For all the progress made tackling Dubai’s debt, some issues refuse to go away.

Creditors to Limitless LLC are trying to arrange a meeting amid speculation the Dubai-based developer sold land in Saudi Arabia, five people familiar with the matter said. Limitless is trying to restructure a $1.2 billion Islamic loan for the second time, and creditors say proceeds from any sale should go toward settling the debt under the existing restructuring deal, according to three of the people, who asked not to be identified because the matter isn’t public.

Dubai government-related entities have spent years since the financial crisis renegotiating with creditors to delay payments and reorganize loans. Shares in Amlak Finance PJSC, an Islamic mortgage provider, will resume trading next week after a suspension of more than six years while it restructured $2.7 billion debt. Any major asset sale by Limitless could complicate talks with lenders, according to Commerzbank AG.

“If this sale has in fact occurred then it will raise demands from creditors as they would expect part of the proceeds should first be allocated toward an early repayment,” Apostolos Bantis, a Dubai-based credit analyst at Commerzbank, said by e-mail yesterday. “There’s a probability that such a sale may also be a breach of the restructuring agreement if in fact it has occurred without the consent of the creditors.”

Saudi Project

Limitless may have sold land in the Al Wasl project in Riyadh, said the people. Lenders have asked the company for clarity on the possible deal and have yet to receive a response, two of the people said.
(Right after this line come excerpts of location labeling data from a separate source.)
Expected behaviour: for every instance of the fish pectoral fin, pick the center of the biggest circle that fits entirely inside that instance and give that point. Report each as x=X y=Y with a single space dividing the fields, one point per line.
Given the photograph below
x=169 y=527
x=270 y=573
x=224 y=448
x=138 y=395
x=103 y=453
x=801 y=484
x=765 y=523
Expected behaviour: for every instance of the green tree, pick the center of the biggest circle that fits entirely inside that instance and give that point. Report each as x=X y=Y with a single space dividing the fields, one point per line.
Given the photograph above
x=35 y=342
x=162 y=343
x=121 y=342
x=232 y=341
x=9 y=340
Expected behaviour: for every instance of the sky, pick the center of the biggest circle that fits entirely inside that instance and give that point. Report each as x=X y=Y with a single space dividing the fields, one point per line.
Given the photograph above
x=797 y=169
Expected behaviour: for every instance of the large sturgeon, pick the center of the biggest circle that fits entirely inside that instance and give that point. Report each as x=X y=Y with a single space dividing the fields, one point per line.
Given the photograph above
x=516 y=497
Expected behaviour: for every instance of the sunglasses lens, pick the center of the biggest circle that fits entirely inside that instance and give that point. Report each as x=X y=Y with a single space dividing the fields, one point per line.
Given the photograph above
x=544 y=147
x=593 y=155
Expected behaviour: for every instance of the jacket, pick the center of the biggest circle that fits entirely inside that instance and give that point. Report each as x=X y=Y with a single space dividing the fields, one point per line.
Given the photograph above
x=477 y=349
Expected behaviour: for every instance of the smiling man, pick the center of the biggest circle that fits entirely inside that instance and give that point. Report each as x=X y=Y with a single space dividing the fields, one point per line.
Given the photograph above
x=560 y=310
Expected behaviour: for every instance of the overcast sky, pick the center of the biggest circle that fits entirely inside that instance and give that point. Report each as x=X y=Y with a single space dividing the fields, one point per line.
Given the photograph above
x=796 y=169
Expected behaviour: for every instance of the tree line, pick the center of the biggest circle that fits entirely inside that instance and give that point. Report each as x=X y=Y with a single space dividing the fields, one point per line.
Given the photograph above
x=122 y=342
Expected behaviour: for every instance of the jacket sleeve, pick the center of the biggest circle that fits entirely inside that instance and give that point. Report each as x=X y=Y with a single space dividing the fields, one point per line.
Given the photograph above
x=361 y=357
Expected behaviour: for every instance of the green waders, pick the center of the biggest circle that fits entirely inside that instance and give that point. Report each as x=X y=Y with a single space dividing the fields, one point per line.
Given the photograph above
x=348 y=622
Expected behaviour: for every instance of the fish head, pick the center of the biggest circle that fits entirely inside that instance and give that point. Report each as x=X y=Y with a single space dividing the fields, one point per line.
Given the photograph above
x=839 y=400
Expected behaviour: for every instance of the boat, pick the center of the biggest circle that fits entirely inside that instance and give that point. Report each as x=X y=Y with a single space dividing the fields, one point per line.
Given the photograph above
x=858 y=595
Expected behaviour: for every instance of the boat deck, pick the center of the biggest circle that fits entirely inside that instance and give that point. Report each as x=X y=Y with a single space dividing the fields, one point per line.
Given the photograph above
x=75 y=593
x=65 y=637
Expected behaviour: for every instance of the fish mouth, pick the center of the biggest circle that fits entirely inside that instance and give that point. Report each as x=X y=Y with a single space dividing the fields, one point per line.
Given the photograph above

“If there are any developments, our stakeholders will be the first to know,” Limitless spokeswoman Rebecca Rees said by e-mail on Monday, declining to comment further.

The company began talks with lenders to restructure its debt for a second time last year. It got approval from about 85 percent of its creditors for a three-month extension to a loan payment due Dec. 31, Chairman Ali Rashed Lootah said in January.

Limitless proposed selling land near Dubai’s main port to help repay the $1.2 billion loan, three people familiar with the proposal said in December. The developer offered to pay lenders in three installments in 2016, 2017 and 2018 instead of the three years through 2016, they said. Rental income from a commercial property near the port in Dubai’s Jebel Ali area will also support payments, they said.

55,000 Homes

The developer planned to build a $12 billion, 1,400 hectare mixed-use community project on the land 17 kilometers north-west of Riyadh, according to a 2009 statement on its website. The development was due to be constructed in five phases and have 55,000 homes once completed.

Saudi Real Estate Co. may have bought the land from Limitless, two of the people said. The Riyadh-based company said in October that it got a 2.2 billion-riyal ($587 million) loan to finance a land purchase in Riyadh from National Commercial Bank, without identifying the exact location. The developer didn’t respond to calls and e-mails seeking comment.